Послышался стук в дверь. Наспех высмаркиваясь в бумажную салфетку, говорю, чтобы вошли.
- Мама? - Удивление было искренним. Она очень редкая гостья не то что в этой комнате, а вообще в моей жизни. Она как сторонний смотритель, породивший меня и бросивший на произвол судьба ради собственного счастья с Крофтоном.
- Жаклин, что это были за крики? - Сегодня на ней было легкое бирюзовое платье до пят, как туника у римлян, повязано на плече. А вот, когда она успела сделать себе Эйфелеву башню на голове, не имею ни малейшего представления.
- Тео решил вспомнить детство. - Зло отвечаю я.
- Ты опять ударила его? - Габриэлла беспокойной заморгала.
Как же, если вспомнить все наши детские годы, то ни дня не проходило без синяка, а злой отчим отчитывал нас за непристойное поведение. Это нас! Детей семи, восьми лет от роду! По его мнению, мы должны были устраивать игрушечные чаепития соседским собачкам, впихивая в их пасти пластамоссовые пирожные.
- Нет. - Произнося это без каких-либо эмоций, я уже стягивала с себя пижамный костюм, чтобы отправиться в душ. Долли сладко сопела на моих подушках, уткнув нос с мягкую обложку новенького издания.
- Скажи спасибо, что отца нет дома - он вкалывает день и ночь!
- Спасибо! - Неприкрытый сарказм, осталось только поклониться в ноги за такое удачное стечение обстоятельств. - Но он мне не отец!
- Да как у тебя только язык поворачивается такое говорить?
- Я не виновата, что твой рот он заткнул деньгами!
Мама опешила. Конечно, все кругом ее любят, почти боготворят, чтобы только заполучить благословение ее мужа.
- И кто же твой отец, по-твоему? - Спросила она, одергивая меня за руку, когда я попыталась скрыться в ванной.
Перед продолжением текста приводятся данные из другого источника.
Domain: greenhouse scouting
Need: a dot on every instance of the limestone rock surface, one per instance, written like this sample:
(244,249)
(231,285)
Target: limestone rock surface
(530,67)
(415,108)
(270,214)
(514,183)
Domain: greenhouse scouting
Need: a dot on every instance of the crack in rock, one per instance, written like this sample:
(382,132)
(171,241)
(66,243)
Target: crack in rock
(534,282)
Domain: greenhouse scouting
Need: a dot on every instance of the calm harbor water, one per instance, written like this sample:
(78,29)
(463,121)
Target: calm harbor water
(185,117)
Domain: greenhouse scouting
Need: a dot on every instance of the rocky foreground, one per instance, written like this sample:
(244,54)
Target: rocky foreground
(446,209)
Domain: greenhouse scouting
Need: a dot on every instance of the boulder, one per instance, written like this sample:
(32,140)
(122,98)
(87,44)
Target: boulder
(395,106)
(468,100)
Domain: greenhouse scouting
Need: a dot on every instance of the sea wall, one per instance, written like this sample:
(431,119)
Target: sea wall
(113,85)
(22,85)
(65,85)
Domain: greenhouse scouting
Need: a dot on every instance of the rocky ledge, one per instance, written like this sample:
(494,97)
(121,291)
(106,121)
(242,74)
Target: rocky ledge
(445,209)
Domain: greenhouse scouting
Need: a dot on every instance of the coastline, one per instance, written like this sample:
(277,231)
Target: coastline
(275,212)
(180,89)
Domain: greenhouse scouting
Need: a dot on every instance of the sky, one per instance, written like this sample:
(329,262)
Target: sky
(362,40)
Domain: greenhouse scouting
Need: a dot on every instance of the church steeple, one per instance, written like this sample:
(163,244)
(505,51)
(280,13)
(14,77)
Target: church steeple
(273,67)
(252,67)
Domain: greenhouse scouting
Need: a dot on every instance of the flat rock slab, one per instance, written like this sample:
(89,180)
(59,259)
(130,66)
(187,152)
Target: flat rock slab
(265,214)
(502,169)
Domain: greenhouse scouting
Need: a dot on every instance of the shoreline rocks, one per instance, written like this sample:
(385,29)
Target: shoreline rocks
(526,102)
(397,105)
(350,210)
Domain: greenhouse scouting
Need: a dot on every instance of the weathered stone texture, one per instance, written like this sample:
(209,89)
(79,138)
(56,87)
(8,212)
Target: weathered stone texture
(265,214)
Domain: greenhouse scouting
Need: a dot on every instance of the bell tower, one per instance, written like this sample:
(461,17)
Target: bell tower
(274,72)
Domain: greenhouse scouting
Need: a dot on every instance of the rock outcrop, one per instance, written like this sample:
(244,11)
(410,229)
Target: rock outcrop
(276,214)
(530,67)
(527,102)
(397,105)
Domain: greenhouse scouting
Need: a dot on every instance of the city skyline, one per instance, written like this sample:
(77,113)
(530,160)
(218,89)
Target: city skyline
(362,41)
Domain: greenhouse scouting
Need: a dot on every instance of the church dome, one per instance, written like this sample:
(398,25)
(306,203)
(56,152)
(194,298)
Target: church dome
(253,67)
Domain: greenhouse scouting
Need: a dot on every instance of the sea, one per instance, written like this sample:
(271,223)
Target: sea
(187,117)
Я стиснула зубы, сжала кулаки - все, чтобы только не произносить этих слов. Она посвятила меня в тайны своей буйной молодости будучи задобренной приличной порцией алкоголя. Тогда я поклялась забыть все, что она сказала, чтобы скрыть позор матери от самой себя. Если бы не Тое сутра, я бы промолчала, но сейчас меня прорвало как бочку с пивом на фесте в Германии.
- Кажется, тот из дружной пятерки, которые поимели тебя по очереди в туалете ночного клуба «Зевс», не так ли?
Что я творю? Отдаю ли я отчет своим действиям? Она же моя мать!
- Кажется, ты в тот вечер совсем забыла об осторожности, и в тебя влили так же пятеро, ну точно! Я - помесь пяти озабоченных уродов! - Продолжаю давить на больное, вырываясь из ее заледенелой хватки.
- Джакалин. - Разочарованно, с мокрыми от слез глазами, Габриэлла смотрит на меня, не отрываясь. То ли с упреком, то ли с мольбой о понимании - не могу понять. Я не хочу ее понимать!
- Габриэлла. - Я произношу ее имя, пытаясь повторить ее же интонацию. Мой надменный взгляд, и перед носом матери закрывается дверь в ванную.
Включаю полный напор воды. Пусть слышит, что мне плевать! Запеваю песню Earshot - I hate you, перекидываю ногу через поребрик душевой и ору во все горло, как ненавижу свою мать, свою плоть и кровь, как ненавижу себя. Пусть неосознанно, но я посвятила ее в тайну этой песней. Пусть знает, для меня все потеряно. Пусть знает, а я буду верить в обратное, потому что я так хочу.
Перезванивая на неотвеченный вызов Ори, пыталась унять дрожь в коленях после сумбура с горячей водой и оранием во все горло. Голова кружилась дьявольски. Мама ушла из комнаты, даже не дверь не прикрыла.
- Джей, Джей! Ты где там бродишь, я устала нажимать на кнопку вызова! - Затороторила Орабель на другом конце провода. Она явно в перевозбуждении. Неужели, Дюк позвонил ей?
«Лучше бы ты нажала кнопку «вкл.» твоей пустой головенки, хотя бы светильником поработала - все польза человечеству!» - подумала про себя, а вслух произнесла:
- Ори, чего ты звонишь в такую рань?
- Шопинг, дорогая! Шопинг! - Мне что, надо прыгнуть до потолка и хлопнуть в ладошки?
- Во сколько? - Обреченно, я опустилась в кушетку у окна.
- Сейчас! Я уже под твоими окнами. - Она засмеялась как дура с двадцатилетним стажем, и в подтверждение словам, за окном послышался машинный гудок. Так еще раз пятьсот, пока она полностью не прогудела какую-то попсовую бездарность со всеми припевами и куплетами.